Pratiques de coaching pour quoi you savoir vs quoi you think you savoir

Décrivez presque n'importe quoi sur lequel vous travaillez et IX Coach trouve les pratiques dont l'adéquation avec la réalité est la plus proche. Pour quoi you savoir vs quoi you think you savoir, voici les correspondances les plus solides dans la bibliothèque de pratiques actuelle.

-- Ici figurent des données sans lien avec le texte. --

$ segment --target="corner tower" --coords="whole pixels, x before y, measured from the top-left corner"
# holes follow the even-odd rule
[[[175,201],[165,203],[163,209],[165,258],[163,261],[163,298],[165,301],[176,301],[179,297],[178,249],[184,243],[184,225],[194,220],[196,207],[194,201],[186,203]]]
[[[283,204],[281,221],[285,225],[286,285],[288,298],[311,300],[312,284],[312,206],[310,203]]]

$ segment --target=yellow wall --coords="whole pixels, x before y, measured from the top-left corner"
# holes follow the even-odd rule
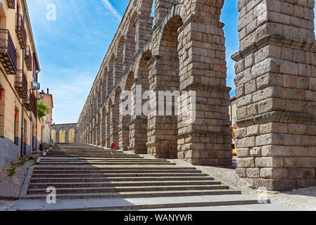
[[[51,130],[51,142],[54,143],[56,141],[56,131]]]
[[[61,129],[59,131],[59,143],[65,143],[65,131],[64,129]]]
[[[30,90],[30,84],[33,81],[33,72],[29,71],[27,68],[25,61],[22,60],[23,49],[19,44],[18,36],[15,32],[15,20],[16,20],[16,8],[17,4],[20,6],[20,14],[23,15],[25,11],[25,8],[23,4],[23,1],[15,1],[15,8],[8,8],[7,6],[7,1],[2,1],[3,5],[0,4],[0,28],[7,29],[9,30],[10,35],[16,49],[18,64],[17,69],[21,70],[23,68],[23,63],[25,63],[25,74],[27,79],[28,89]],[[31,53],[36,52],[34,48],[34,43],[32,42],[30,25],[28,24],[27,20],[25,20],[25,27],[27,35],[26,45],[30,46]],[[33,62],[34,63],[34,62]],[[22,122],[22,99],[20,98],[16,90],[15,89],[15,76],[12,75],[7,75],[6,70],[0,63],[0,88],[2,90],[2,98],[0,101],[0,136],[4,136],[6,139],[12,141],[15,141],[15,130],[14,130],[14,111],[15,108],[18,110],[18,124],[19,131],[18,137],[21,138],[21,122]],[[27,92],[29,92],[29,90]],[[4,105],[5,103],[5,105]],[[31,143],[31,127],[33,125],[35,127],[36,120],[35,116],[32,112],[24,110],[24,120],[26,121],[27,127],[25,130],[27,131],[25,134],[27,137],[27,143],[30,146]],[[41,141],[41,127],[42,121],[38,121],[37,124],[37,140]]]
[[[68,131],[68,143],[75,143],[75,129],[71,129]]]

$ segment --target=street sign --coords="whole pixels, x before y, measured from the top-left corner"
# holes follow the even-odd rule
[[[39,83],[32,82],[32,87],[39,90],[41,88],[41,85],[39,84]]]

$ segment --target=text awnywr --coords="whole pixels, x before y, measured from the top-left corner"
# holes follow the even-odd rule
[[[181,116],[182,121],[192,123],[196,119],[195,91],[143,90],[137,85],[134,91],[123,91],[120,111],[123,116]]]

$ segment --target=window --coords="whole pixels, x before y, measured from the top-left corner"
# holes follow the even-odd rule
[[[0,137],[4,136],[5,91],[0,84]]]
[[[14,110],[14,143],[18,146],[19,136],[19,112],[15,108]]]

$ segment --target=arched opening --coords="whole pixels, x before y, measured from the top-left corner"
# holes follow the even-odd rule
[[[102,109],[102,120],[101,120],[101,146],[106,146],[106,107],[103,107]]]
[[[119,145],[118,138],[118,123],[120,118],[120,97],[122,90],[120,87],[118,88],[115,92],[115,96],[114,98],[114,105],[112,105],[110,110],[110,119],[111,119],[111,140],[114,141],[117,146]]]
[[[148,63],[151,57],[150,51],[147,51],[142,56],[137,71],[136,81],[132,87],[134,99],[133,117],[130,127],[130,149],[138,154],[147,153],[148,108],[146,109],[144,105],[147,105],[146,103],[148,101],[149,97],[146,95],[149,93]],[[139,105],[140,102],[141,105]]]
[[[68,143],[75,143],[75,129],[70,129],[68,131]]]
[[[52,143],[56,143],[56,131],[54,130],[54,129],[51,130],[51,140]]]
[[[115,60],[115,55],[114,53],[112,54],[112,56],[110,59],[110,64],[108,65],[108,94],[110,94],[112,90],[113,89],[113,86],[115,85],[115,77],[114,74],[114,61]],[[110,78],[110,79],[109,79]]]
[[[106,114],[106,146],[108,148],[110,147],[110,111],[112,108],[112,100],[110,98],[108,104],[108,109]]]
[[[130,129],[129,123],[131,122],[131,115],[132,115],[132,82],[134,78],[134,73],[131,72],[127,77],[126,80],[126,84],[125,86],[125,92],[122,93],[123,98],[122,101],[120,101],[120,127],[121,129],[119,133],[120,138],[124,141],[123,143],[123,150],[127,150],[130,146]],[[123,103],[123,101],[127,101],[127,104]],[[123,106],[124,105],[124,106]],[[125,111],[125,113],[123,112]]]
[[[101,145],[101,117],[100,113],[98,112],[96,114],[96,145],[100,146]]]
[[[136,18],[137,13],[134,12],[132,15],[129,25],[128,27],[127,34],[124,43],[123,62],[124,70],[131,66],[133,63],[133,57],[136,49]]]
[[[108,68],[104,68],[103,76],[103,77],[102,82],[102,104],[106,101],[106,98],[108,97],[108,91],[107,91]]]
[[[116,50],[116,58],[114,62],[114,86],[120,82],[122,77],[122,66],[123,66],[123,47],[124,47],[124,36],[120,39]]]
[[[63,129],[59,131],[59,141],[58,143],[65,143],[65,131]]]
[[[182,25],[175,15],[165,25],[159,45],[160,58],[154,64],[158,70],[151,77],[151,89],[155,91],[157,113],[148,118],[148,152],[159,158],[177,158],[177,97],[179,95],[179,56],[178,29]]]

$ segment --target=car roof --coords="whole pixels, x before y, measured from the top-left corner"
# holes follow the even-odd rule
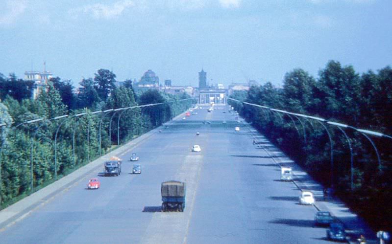
[[[343,225],[343,223],[339,222],[332,222],[329,224],[329,226],[333,228],[344,228],[344,225]]]

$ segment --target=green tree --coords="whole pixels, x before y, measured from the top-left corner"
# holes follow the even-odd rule
[[[319,78],[313,92],[317,103],[312,111],[326,118],[356,125],[359,116],[359,76],[352,66],[342,67],[330,61],[319,72]],[[350,114],[347,116],[347,114]]]
[[[127,108],[137,106],[135,101],[133,91],[130,88],[125,86],[121,86],[115,89],[108,98],[106,107],[108,109]],[[121,111],[117,114],[114,121],[118,119],[119,116],[121,115],[120,125],[122,130],[120,131],[120,141],[128,136],[132,137],[134,135],[138,135],[141,130],[141,110],[140,108],[134,108]],[[113,126],[114,130],[117,128]],[[117,141],[117,131],[112,132],[112,140]],[[116,136],[116,137],[115,137]]]
[[[286,73],[283,82],[283,99],[285,108],[296,112],[305,112],[312,98],[316,81],[300,68]]]
[[[68,109],[74,109],[76,108],[76,97],[73,90],[74,86],[70,80],[61,80],[59,77],[50,78],[50,81],[53,83],[54,88],[58,90],[63,103],[67,106]]]
[[[99,69],[95,74],[94,88],[102,101],[116,88],[116,75],[108,69]]]
[[[83,79],[79,84],[80,87],[77,96],[78,108],[92,108],[100,102],[92,78]]]
[[[19,101],[30,98],[35,85],[34,81],[18,79],[15,74],[10,74],[5,78],[0,73],[0,99],[3,100],[7,95]]]
[[[144,92],[139,98],[139,104],[144,105],[154,103],[165,103],[167,101],[157,90],[149,89]],[[148,114],[153,126],[161,125],[169,118],[167,117],[168,105],[162,104],[144,108],[142,111]]]
[[[36,102],[38,104],[37,106],[42,106],[44,116],[48,118],[64,115],[67,111],[60,93],[51,82],[48,82],[46,90],[43,90],[39,94]]]

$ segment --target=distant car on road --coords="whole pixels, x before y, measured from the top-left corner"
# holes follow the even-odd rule
[[[280,180],[285,181],[293,180],[293,173],[290,167],[282,167],[280,168]]]
[[[101,186],[101,183],[97,178],[92,178],[89,180],[87,189],[98,189]]]
[[[331,213],[326,211],[320,211],[316,213],[315,224],[316,225],[329,225],[334,220]]]
[[[132,155],[131,155],[131,158],[129,158],[129,161],[138,161],[139,160],[139,157],[136,155],[136,154],[132,154]]]
[[[139,164],[135,164],[132,167],[132,174],[142,174],[142,165]]]
[[[303,205],[312,205],[315,203],[315,198],[312,192],[304,191],[299,197],[299,203]]]
[[[331,223],[329,229],[327,230],[327,238],[328,240],[344,242],[346,236],[344,226],[339,222]]]
[[[108,161],[105,162],[105,175],[119,176],[121,174],[121,162]]]
[[[200,153],[201,152],[201,149],[200,148],[200,146],[198,145],[194,145],[194,146],[192,147],[192,152],[196,153]]]

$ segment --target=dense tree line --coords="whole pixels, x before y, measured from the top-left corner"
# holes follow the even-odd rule
[[[34,82],[0,74],[0,125],[6,125],[0,128],[0,209],[191,106],[186,94],[149,90],[136,94],[130,80],[117,86],[116,78],[99,69],[94,78],[80,82],[77,93],[71,81],[53,78],[33,100]],[[164,104],[103,112],[155,103]],[[56,118],[64,115],[68,116]],[[35,119],[41,120],[25,123]]]
[[[362,74],[352,66],[331,61],[315,78],[300,69],[286,74],[282,88],[270,83],[238,91],[231,96],[241,101],[392,135],[392,69]],[[392,226],[392,140],[369,136],[380,156],[365,136],[343,129],[353,155],[351,187],[349,144],[337,127],[314,120],[295,118],[242,103],[230,101],[235,109],[275,145],[299,162],[326,187],[365,217],[375,229]]]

Pratiques qui peuvent aider

  1. Cartographier honnêtement son cercle réel
    Distinguez ce que vous savez en profondeur de ce que vous savez superficiellement, et de ce que vous croyez seulement savoir.
    Le cercle de compétence
  2. Calibrez votre confiance grâce à des tests réels
    Testez-vous pour découvrir ce que vous savez réellement, pas ce que vous ressentez savoir.
    Métacognition : savoir ce que vous savez réellement
  3. Sensation de savoir : pourquoi votre confiance vous trompe
    La sensation de savoir (feeling of knowing, FOK) est un jugement métacognitif sur le fait que vous reconnaîtriez ou vous rappelleriez une information que vous ne pouvez pas récupérer sur le moment — l'expérience du « je le sais mais je ne peux pas le dire ». Les recherches de Janet Metcalfe montrent que les jugements de FOK sont souvent précis pour la reconnaissance mais surestiment systématiquement la capacité de rappel réelle, ce qui pousse les apprenants à arrêter d'étudier une matière qu'ils croient savoir mais ne peuvent pas réellement restituer.
  4. Surveillance de la source
    Quand vous sentez que vous savez quelque chose, demandez-vous aussi où vous l'avez appris et depuis quand.
    Sensation de savoir : pourquoi votre confiance vous trompe
  5. Métacognition : savoir ce que vous savez réellement
    La métacognition, c'est penser à sa propre pensée — surveiller ce que l'on comprend, juger à quel point on le connaît, et ajuster son approche en conséquence. La recherche relie une métacognition précise à un meilleur apprentissage et de meilleures décisions, mais elle montre aussi que les gens sont systématiquement trop confiants, donc le travail pratique consiste en la calibration : combler l'écart entre ce que l'on ressent savoir et ce que l'on peut réellement faire.
  6. Séparer explicitement les faits des hypothèses
    Triez ce que vous savez réellement de ce que vous supposez, en deux colonnes visibles.
    La pensée par principes premiers, rendue utilisable
  7. Suivi de l'écart confiance-précision
    Après chaque test, calculez et notez l'écart entre votre score prédit et votre score réel.
    Sensation de savoir : pourquoi votre confiance vous trompe
  8. Demander « pourquoi ceci et pas cela ? »
    Expliquez pourquoi un fait est vrai plutôt qu'une alternative plausible.
    L'interrogation élaborative : demander « pourquoi est-ce vrai ? »
  9. Guettez les signatures de la surconfiance
    Traitez « c'est évident » et « je maîtrise » comme des signaux d'alerte, pas des feux verts.
    Métacognition : savoir ce que vous savez réellement
  10. Dire « je ne sais pas » quand c'est sincèrement le cas
    Admettre les limites de votre savoir signale l'honnêteté intellectuelle et augmente la crédibilité à long terme.